Schetsen uit het natuurleven. Een leesboek voor scholen. Naar het Hoogduitsch, door B. Brugsma. Tweede, herziene druk. Te Groningen, bij J.B. Wolters. 1850. In kl. 8vo. 104 bl. f :-27½.
Gewone schoolboeken, als zij goed zijn, hebben een groot en verslindend publiek, en het is dus niets vreemds, wanneer zij herdrukt worden; maar deze Schetsen maken eene uitzondering. De Schrijver zegt, dat hij die in het licht heeft gegeven, wijl men in alle standen, meer en meer gevoelt, dat de Natuur de eerste en grootste leermeesteres der kinderen moet zijn. Dit laatste is waarheid. De Natuur vertoont den Schepper in al Zijne grootheid, magt en liefde; zij is de rijkste bron der kennis van God. Wie de Natuur kent, kent den Maker, en wie het doel harer krachten, werking en uitkomsten naspoort, leert er het doel van zijn eigen bestaan uit kennen, en ziet in, dat de deugd bestaat in dankbaarheid, zich openbarende in liefde tot, en 't getrouw volbrengen der geboden van Hem, uit wieus eenige liefde alles is voortgekomen.

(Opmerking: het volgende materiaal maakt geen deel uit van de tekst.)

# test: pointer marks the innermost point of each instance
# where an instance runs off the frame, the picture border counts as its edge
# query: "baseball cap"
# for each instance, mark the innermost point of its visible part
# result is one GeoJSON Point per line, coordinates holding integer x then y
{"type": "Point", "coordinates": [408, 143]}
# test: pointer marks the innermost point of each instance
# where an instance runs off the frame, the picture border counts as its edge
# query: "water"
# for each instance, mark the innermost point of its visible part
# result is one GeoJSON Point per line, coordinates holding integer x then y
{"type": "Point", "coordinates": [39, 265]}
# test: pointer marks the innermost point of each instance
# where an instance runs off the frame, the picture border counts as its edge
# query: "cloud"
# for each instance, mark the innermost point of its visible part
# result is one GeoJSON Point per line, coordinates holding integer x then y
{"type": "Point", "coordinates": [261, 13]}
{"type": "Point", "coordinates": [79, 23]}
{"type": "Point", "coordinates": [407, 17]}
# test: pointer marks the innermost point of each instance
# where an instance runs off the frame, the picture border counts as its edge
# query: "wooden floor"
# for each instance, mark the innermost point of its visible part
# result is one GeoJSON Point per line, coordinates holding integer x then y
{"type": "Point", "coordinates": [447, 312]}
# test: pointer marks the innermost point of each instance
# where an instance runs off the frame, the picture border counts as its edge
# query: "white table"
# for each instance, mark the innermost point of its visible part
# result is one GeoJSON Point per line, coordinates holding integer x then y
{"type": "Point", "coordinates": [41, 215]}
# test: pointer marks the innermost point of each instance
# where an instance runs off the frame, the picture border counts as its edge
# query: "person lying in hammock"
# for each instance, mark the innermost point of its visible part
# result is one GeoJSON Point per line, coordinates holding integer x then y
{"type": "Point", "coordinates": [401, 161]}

De Natuur leert den mensch ook op zich-zelven te zien; heeft hij eenmaal haar streven doorgrond, dan is hem ook het streven in zijn binnenste helder; en komt hij tot de overtuiging, dat zij haar streven bereikt, dan weet hij tevens, dat ook het streven in hem een doel zal bereiken, heerlijk en der Eeuwige Liefde waardig. De tweede druk van deze Schetsen in heur Nederduitsch gewaad bewijst eenigermate, dat de Schrijver niet heeft gedwaald in zijn begrip van het levendig wordend besef dier waarheid bij het publiek; inzonderheid bij den Onderwijzersstand; maar dat het gezegde ook in ons Vaderland wordt bevestigd. Wij verheugen ons daarin, en wachten er goede vruchten van: als het onderwijs niet bij deze Schetsen blijft, maar den leerling brengt van kennis tot kennis. Het boekje is overigens in alle opzigten voor het doel geschikt, zoodat wij het volgaarne aanbevelen.
l.h.v.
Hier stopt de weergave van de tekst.